A local train west, then to Nantes, then north on a series of locals. Very, very careful now, he told himself. Where he was going the Germans were sensitive, because they had a secret.
As the train rolled to a stop at each little town, de Milja could see he was in the country of Madame Roubier. Brittany. Tall redheads with fair, freckled skin. Sharp-eyed—not easily fooled. Often venal, because it was them against the world, had always been so, and this unending war was fought with wealth.
It was late afternoon when he reached the town of Vannes, down the coast of Brittany from L’Orient, one of the bomber fields used in the Luftwaffe campaign against Britain. North from Vannes was Brest—on the south shore of the widening English Channel, across from Plymouth, on the Cornish coast. No doubt about the bomber field, Vannes railroad station was full of German airmen, returning from leave or heading off to sinful Paris for ten days.
De Milja kept his eyes down. Cheap leather briefcase in hand, felt hat with brim turned down, well-worn blue suit. A provincial lawyer, perhaps, snuffling out a living from feuding heirs and stubborn property owners and the tax indiscretions of petits commerçants. He walked for a long time, toward the edge of town. No more Germans. Sidewalks that narrowed, then vanished. Old women with string bags, a few cats. The neighborhood darkened—buildings crumbling softly into genteel poverty, a grocery store with a sign on the boarded window: fermé.

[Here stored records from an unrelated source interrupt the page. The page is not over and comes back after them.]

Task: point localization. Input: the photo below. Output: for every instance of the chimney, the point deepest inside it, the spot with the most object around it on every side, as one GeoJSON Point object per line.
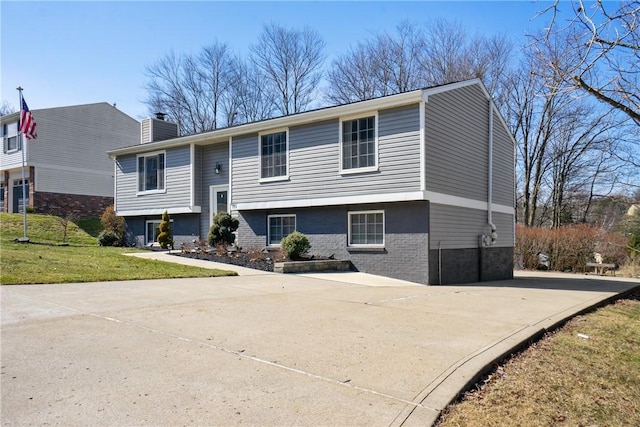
{"type": "Point", "coordinates": [157, 129]}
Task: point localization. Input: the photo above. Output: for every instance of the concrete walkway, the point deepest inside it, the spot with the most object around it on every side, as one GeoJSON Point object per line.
{"type": "Point", "coordinates": [266, 349]}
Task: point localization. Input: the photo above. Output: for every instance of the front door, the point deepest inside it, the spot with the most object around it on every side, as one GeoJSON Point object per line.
{"type": "Point", "coordinates": [218, 200]}
{"type": "Point", "coordinates": [18, 202]}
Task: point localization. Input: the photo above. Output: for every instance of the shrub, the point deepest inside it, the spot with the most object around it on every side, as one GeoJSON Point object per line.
{"type": "Point", "coordinates": [222, 229]}
{"type": "Point", "coordinates": [108, 238]}
{"type": "Point", "coordinates": [165, 237]}
{"type": "Point", "coordinates": [295, 245]}
{"type": "Point", "coordinates": [569, 248]}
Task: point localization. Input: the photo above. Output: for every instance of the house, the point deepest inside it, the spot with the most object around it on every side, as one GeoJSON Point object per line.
{"type": "Point", "coordinates": [418, 186]}
{"type": "Point", "coordinates": [66, 169]}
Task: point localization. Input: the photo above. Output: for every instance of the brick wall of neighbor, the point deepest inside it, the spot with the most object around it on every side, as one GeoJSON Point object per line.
{"type": "Point", "coordinates": [405, 255]}
{"type": "Point", "coordinates": [70, 204]}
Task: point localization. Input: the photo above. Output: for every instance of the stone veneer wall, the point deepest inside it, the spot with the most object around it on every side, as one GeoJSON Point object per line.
{"type": "Point", "coordinates": [70, 204]}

Finally, a confiserie—a candy shop, the miniature gold-foil packets of chocolates in the window covered with a layer of fine dust. A bell jangled above the door as he entered and a young girl stood to attention behind the counter. She was very plain, skin and hair the same washed-out color, and wore a tight sweater that was more hopeful than seductive. The smell of candied violets and burnt sugar was intense in the dark interior of the shop. It made de Milja feel slightly queasy.